Reporters Without Borders (RSF) reiterates its call for the acquittal of its Turkey representative, Erol Önderoğlu, human rights defender Şebnem Korur Fincancı and the writer Ahmet Nesin. RSF will attend the Istanbul court hearing on 15 April when a verdict may finally be delivered in their emblematic trial, which has dragged on for more than two years.
The prosecutor has requested prison sentences for Önderoğlu and his two co-defendants, who are accused of “terrorist propaganda,” “condoning crime” and “inciting crime” by demonstrating their solidarity with a Kurdish newspaper that was being harassed by the authorities.
#SupportErolSign the petitionIn a show of support for the defendants, an international RSF delegation and many other observers are expected to travel to Istanbul to attend the 15 April hearing, at which the court could issue its verdict after the final defence speech.
The RSF delegation will consist of RSF secretary-general Christophe Deloire, RSF Germany director Christian Mihr, RSF UK bureau director Rebecca Vincent and Johann Bihr, the head of RSF’s Eastern Europe and Central Asia desk.
“Erol Önderoğlu is known throughout the world for his tireless and resolute defence of press freedom,” Deloire said. “Convicting him of an imaginary crime would be an enormous injustice and would bring disgrace on the Turkish authorities. Acquitting our representative and his colleagues would be the only legitimate decision.”
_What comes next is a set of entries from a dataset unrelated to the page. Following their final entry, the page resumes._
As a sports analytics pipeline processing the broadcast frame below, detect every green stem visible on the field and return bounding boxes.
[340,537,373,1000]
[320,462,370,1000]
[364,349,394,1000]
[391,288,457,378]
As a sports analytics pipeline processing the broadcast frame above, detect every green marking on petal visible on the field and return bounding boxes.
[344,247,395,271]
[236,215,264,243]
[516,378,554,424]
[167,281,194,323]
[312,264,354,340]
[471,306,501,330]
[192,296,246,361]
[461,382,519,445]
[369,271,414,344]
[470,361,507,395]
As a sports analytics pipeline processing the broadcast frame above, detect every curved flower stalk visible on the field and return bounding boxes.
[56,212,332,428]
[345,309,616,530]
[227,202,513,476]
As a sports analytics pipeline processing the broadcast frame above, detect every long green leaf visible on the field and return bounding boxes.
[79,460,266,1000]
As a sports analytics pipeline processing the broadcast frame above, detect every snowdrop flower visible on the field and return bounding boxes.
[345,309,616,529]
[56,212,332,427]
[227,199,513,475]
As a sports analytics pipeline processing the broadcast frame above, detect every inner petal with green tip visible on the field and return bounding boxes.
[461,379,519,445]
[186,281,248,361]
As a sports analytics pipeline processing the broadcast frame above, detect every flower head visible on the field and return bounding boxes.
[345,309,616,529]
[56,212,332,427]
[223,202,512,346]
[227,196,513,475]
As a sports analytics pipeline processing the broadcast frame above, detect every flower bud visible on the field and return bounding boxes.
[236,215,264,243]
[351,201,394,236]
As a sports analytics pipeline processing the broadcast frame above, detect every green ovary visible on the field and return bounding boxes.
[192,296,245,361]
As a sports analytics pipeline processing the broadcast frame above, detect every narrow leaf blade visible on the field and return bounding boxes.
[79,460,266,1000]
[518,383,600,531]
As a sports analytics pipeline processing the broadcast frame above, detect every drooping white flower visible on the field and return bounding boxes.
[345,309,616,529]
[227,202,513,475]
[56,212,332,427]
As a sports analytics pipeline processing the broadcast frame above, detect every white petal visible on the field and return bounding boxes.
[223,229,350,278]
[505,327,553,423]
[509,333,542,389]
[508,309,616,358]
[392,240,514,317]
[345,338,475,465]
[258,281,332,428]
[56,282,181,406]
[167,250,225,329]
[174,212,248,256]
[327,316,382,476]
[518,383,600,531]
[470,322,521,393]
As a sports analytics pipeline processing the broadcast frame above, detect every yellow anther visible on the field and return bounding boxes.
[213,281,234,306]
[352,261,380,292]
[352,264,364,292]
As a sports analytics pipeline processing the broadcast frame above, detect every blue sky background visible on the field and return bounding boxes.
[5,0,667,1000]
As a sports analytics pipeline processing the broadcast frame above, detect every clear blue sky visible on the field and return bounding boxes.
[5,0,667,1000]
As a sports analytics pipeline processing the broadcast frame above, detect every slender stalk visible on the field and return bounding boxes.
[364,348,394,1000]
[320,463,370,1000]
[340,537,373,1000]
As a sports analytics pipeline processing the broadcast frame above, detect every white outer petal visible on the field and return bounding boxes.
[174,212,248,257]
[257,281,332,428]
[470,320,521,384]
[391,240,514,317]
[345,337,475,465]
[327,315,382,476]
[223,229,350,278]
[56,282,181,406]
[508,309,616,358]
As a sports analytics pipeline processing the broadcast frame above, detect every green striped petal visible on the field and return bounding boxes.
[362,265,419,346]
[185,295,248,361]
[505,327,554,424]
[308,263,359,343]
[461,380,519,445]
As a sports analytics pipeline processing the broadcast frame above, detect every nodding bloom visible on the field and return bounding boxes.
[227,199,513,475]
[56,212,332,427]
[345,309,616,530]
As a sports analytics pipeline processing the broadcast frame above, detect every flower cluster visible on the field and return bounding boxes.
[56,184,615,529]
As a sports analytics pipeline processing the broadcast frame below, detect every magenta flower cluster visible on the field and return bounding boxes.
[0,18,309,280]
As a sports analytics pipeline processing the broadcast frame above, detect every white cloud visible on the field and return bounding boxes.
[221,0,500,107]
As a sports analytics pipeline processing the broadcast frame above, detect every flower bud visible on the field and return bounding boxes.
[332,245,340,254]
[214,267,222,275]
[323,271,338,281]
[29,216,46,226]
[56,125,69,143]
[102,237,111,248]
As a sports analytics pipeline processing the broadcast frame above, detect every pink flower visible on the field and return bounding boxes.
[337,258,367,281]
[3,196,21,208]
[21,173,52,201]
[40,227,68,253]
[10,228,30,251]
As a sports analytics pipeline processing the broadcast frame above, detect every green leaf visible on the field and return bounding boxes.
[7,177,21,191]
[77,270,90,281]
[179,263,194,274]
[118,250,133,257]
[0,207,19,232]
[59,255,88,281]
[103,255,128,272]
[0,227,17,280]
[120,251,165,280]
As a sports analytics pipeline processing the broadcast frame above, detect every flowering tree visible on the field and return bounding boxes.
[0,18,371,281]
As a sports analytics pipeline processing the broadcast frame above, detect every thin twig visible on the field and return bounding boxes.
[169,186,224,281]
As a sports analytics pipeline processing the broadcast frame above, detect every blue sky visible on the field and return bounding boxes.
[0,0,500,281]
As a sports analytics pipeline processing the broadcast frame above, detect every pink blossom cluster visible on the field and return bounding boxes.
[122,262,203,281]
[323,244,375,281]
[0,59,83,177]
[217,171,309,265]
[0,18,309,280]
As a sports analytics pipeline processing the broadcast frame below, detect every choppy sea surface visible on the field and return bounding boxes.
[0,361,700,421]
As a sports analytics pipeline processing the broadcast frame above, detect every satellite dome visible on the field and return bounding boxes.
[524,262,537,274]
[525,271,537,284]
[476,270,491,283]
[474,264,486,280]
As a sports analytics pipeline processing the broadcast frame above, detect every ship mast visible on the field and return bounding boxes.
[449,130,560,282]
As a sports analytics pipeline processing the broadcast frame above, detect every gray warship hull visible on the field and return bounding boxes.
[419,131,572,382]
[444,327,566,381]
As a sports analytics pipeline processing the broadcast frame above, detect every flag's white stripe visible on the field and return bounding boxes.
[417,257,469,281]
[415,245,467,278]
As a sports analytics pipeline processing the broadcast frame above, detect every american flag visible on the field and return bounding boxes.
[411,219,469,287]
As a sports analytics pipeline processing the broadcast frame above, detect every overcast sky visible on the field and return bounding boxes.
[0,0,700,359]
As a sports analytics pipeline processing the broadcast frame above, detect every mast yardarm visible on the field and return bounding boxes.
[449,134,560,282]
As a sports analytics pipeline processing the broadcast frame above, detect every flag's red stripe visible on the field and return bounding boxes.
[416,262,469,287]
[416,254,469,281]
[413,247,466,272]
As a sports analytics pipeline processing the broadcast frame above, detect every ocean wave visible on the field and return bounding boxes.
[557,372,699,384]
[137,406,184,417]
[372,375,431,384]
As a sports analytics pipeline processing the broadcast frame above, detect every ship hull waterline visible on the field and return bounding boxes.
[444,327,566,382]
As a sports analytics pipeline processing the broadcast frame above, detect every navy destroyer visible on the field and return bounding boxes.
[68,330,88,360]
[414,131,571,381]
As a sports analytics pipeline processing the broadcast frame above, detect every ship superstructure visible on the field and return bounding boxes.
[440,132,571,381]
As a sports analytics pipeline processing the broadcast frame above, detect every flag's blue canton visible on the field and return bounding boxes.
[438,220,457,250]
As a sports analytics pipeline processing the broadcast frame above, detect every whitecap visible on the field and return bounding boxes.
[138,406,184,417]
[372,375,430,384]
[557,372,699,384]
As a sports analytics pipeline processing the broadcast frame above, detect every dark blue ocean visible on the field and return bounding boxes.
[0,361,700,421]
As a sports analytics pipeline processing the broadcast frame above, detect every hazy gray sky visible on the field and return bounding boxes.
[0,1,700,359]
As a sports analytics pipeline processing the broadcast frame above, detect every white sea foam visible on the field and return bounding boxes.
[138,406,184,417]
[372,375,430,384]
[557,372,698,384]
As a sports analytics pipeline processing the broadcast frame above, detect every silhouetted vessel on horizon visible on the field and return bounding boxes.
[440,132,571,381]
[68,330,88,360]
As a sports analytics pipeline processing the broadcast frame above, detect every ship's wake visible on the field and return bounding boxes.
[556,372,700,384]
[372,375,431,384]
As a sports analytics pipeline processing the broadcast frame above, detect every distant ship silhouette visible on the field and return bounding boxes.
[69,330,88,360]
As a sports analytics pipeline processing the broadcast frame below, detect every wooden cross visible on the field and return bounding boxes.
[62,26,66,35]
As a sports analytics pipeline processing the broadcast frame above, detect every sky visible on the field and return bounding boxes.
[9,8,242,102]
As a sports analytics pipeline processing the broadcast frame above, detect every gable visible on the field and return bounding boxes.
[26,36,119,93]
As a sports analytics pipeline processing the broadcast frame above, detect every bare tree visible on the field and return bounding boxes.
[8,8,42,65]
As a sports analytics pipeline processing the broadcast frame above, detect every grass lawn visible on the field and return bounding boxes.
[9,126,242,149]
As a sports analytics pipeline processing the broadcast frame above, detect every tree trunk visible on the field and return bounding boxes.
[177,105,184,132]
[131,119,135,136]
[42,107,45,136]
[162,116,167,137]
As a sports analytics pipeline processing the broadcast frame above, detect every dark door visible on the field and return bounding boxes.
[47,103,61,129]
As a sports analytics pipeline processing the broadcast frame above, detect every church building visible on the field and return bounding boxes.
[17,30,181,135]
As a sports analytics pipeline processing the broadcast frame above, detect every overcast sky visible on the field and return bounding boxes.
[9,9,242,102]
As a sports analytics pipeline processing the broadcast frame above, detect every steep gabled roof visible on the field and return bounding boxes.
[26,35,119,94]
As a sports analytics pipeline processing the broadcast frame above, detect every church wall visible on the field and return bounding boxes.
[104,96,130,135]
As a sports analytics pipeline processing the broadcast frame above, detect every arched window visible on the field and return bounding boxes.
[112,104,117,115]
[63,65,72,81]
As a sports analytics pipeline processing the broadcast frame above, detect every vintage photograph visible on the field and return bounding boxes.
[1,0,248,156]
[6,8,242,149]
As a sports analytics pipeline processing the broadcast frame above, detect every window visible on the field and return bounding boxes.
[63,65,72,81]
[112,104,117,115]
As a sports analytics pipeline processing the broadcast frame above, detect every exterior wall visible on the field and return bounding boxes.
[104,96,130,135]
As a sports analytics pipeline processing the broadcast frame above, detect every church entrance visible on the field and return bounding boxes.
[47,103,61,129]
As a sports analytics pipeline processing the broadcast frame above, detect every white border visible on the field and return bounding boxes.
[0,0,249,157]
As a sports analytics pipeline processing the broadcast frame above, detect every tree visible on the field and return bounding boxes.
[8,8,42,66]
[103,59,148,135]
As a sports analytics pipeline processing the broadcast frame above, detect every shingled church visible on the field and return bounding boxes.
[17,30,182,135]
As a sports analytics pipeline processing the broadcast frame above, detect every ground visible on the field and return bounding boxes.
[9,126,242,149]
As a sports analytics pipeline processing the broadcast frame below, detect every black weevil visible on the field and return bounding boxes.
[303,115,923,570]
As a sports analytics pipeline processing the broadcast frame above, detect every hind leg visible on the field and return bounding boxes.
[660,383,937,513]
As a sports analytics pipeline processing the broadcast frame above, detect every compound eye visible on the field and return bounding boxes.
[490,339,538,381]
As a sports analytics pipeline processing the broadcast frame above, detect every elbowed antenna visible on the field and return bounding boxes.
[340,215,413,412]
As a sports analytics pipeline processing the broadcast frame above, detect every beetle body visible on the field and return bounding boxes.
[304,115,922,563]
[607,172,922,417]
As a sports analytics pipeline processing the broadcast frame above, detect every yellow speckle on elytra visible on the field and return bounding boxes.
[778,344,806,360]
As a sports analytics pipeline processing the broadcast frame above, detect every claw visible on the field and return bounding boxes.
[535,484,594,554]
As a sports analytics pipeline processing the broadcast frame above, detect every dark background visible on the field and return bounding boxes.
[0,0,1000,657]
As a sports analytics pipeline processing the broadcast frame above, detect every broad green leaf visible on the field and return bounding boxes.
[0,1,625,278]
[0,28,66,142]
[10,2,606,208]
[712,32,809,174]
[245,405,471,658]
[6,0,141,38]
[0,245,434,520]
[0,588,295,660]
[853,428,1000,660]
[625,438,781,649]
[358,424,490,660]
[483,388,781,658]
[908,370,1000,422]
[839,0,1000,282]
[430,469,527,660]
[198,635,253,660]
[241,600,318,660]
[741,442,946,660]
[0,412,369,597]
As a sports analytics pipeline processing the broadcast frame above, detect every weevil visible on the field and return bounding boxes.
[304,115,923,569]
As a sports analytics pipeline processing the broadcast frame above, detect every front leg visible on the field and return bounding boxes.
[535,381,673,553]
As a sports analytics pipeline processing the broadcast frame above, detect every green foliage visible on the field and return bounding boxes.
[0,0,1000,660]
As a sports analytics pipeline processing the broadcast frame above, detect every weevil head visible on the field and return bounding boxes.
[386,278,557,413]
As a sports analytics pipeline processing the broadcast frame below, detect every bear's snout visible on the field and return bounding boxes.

Önderoğlu, Fincancı and Nesin are being tried for taking part in a campaign of solidarity in which they and some 50 other well-known figures symbolically took turns at being Özgür Gündem’s “editor for a day” in mid-2016 because it had been the victim of judicial persecution. The newspaper ended up being forcibly closed in August 2016.
Önderoğlu and his two colleagues were the only ones to be placed in pre-trial detention for their role in the campaign. That was in June 2016, when their arrest caused an international outcry, with even UN secretary-general Ban Ki-moon calling for their swift release. They were freed conditionally after being held for ten days.
The already worrying situation of Turkey’s media has become critical since an abortive coup in July 2016. Many media outlets have been closed summarily, without any effective form of recourse, mass trials are being held and Turkey now holds the world record for the number of professional journalists in prison. It is ranked 157th out of 180 countries in RSF’s 2018 World Press Freedom Index.